In the recent decision of Friedman v. Maffei, C.A. No. 11105-VCMR (Del. Ch. Apr. 13, 2016), Vice Chancellor Montgomery-Reeves granted dismissal of a derivative complaint filed on behalf of TripAdvisor, Inc. Plaintiff argued that the company’s board acted in bad faith in refusing to take the actions in Friedman’s demand letter.
Defendants argued, and the Court agreed, that the Complaint should be dismissed because it failed to plead particularized facts that raise a reasonable doubt that the Board validly exercised its business judgment in refusing Friedman’s demand. By making demand on the Board, Friedman implicitly conceded the Board’s independence and disinterestedness with respect to its ability to consider the demand. Friedman, therefore, only can challenge the Board’s decision to refuse her demand on the grounds that the investigation of the underlying claims was unreasonable or that the refusal was made in bad faith. The Court found that the factual allegations contained in the complaint did not support such a finding.
This opinion is a stark reminder of the high burden upon a derivative plaintiff to challenge the business judgment of a board upon which a demand has been made, rather than pleading demand futility.

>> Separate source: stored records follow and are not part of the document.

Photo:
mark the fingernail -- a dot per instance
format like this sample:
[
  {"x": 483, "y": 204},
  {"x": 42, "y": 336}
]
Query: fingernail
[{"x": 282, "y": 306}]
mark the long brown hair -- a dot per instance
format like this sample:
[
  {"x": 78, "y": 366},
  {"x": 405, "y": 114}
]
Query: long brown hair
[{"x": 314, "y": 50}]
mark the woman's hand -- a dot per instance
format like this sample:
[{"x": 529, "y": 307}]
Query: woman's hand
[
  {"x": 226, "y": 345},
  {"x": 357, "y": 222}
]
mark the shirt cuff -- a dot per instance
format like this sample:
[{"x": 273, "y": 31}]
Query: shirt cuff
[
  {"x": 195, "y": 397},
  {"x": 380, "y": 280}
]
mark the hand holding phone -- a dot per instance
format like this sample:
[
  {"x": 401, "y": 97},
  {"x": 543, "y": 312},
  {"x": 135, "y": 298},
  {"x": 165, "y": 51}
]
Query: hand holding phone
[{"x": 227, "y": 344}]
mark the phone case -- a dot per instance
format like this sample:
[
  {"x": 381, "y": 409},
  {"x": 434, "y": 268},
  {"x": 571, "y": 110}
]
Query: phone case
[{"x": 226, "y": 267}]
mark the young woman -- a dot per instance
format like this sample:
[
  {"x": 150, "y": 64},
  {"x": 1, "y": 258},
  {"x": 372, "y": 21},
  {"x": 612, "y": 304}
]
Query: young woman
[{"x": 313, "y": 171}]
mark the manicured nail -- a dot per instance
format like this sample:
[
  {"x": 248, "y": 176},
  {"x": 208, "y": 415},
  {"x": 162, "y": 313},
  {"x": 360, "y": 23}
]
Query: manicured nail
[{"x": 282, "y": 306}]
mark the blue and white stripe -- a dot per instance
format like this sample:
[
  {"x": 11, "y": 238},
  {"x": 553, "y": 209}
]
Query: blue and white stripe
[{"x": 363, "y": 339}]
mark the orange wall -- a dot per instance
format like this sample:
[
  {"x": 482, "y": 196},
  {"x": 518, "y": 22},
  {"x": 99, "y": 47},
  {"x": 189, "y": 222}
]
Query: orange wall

Finally, from a procedural posture, the Court denied plaintiff’s request for leave to amend as requested in the answering brief. Under Rue 15(aaa), when a plaintiff is confronted with a motion to dismiss under Rule 23.1 or 12(b)(6), such plaintiff must either amend as a matter of right, or elect to stand on the allegations of their complaint. If the latter, and dismissal is granted, then such dismissal is “with prejudice” absent good cause shown.